Severe cases of liver failure may cause coma. About 47 percent of people with cirrhosis survive for 10 years from diagnosis.

There are a wide variety of skin problems associated with the disease. Easy bruising, loss of skin pigment, and rash are some of the common conditions.

Bilirubin is an important substance that comes from the breakdown of hemoglobin. When the liver can’t do its job, bilirubin can build up and cause jaundice, or the yellowing of your skin and the whites of your eyes.

Poor nutrition can be caused by poor liver function. This leads to insufficient growth of hair and nails.

Skin conditions that can occur include:

  • porphyria cutanea tarda, which is a kind of photosensitivity leading to skin blistering
  • lichen planus, which are purple, itchy papules than can appear on the skin and in the mouth
  • The inflammation of the small blood vessels is called leukocytic vasculitis.

The hormones are regulated by the endocrine system. The hormones are delivered into the bloodstream by the thyroid gland.
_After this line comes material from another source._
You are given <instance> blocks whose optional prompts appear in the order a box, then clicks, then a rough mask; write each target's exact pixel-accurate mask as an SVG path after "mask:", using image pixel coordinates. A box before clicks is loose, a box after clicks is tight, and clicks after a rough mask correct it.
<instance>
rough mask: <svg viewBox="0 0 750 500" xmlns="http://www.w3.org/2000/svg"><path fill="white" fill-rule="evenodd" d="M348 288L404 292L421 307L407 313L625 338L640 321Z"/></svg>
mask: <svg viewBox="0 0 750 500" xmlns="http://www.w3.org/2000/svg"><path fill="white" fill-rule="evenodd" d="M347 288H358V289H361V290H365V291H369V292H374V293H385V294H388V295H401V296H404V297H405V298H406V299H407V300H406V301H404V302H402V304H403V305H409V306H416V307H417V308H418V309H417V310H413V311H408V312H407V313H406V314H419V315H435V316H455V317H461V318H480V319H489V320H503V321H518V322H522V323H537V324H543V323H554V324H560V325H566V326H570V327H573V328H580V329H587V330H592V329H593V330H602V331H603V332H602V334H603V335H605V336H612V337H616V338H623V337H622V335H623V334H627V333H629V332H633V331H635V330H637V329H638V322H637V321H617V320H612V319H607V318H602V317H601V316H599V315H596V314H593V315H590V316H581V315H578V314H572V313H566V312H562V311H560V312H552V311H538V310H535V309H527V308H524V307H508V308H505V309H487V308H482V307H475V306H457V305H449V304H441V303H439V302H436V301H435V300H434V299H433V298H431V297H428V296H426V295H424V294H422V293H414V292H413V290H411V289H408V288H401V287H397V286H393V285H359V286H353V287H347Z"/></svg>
Sometimes HCV can cause the immune system to mistakenly attack or damage thyroid tissue. This may lead to either:

  • hyperthyroidism (overactive thyroid), which can cause sleep disorders and weight loss
  • hypothyroidism (underactive thyroid), which can cause fatigue and weight gain

A healthy liver also helps manage how sugar is used in the body. The body’s inability to control sugar levels can lead to type 2 diabetes.

Many people with the disease have no symptoms. Some people report fatigue, a cold, or other pains. If the disease becomes chronic, most signs and symptoms will be more noticeable.

You will likely benefit from treatment in order to prevent permanent damage to the body.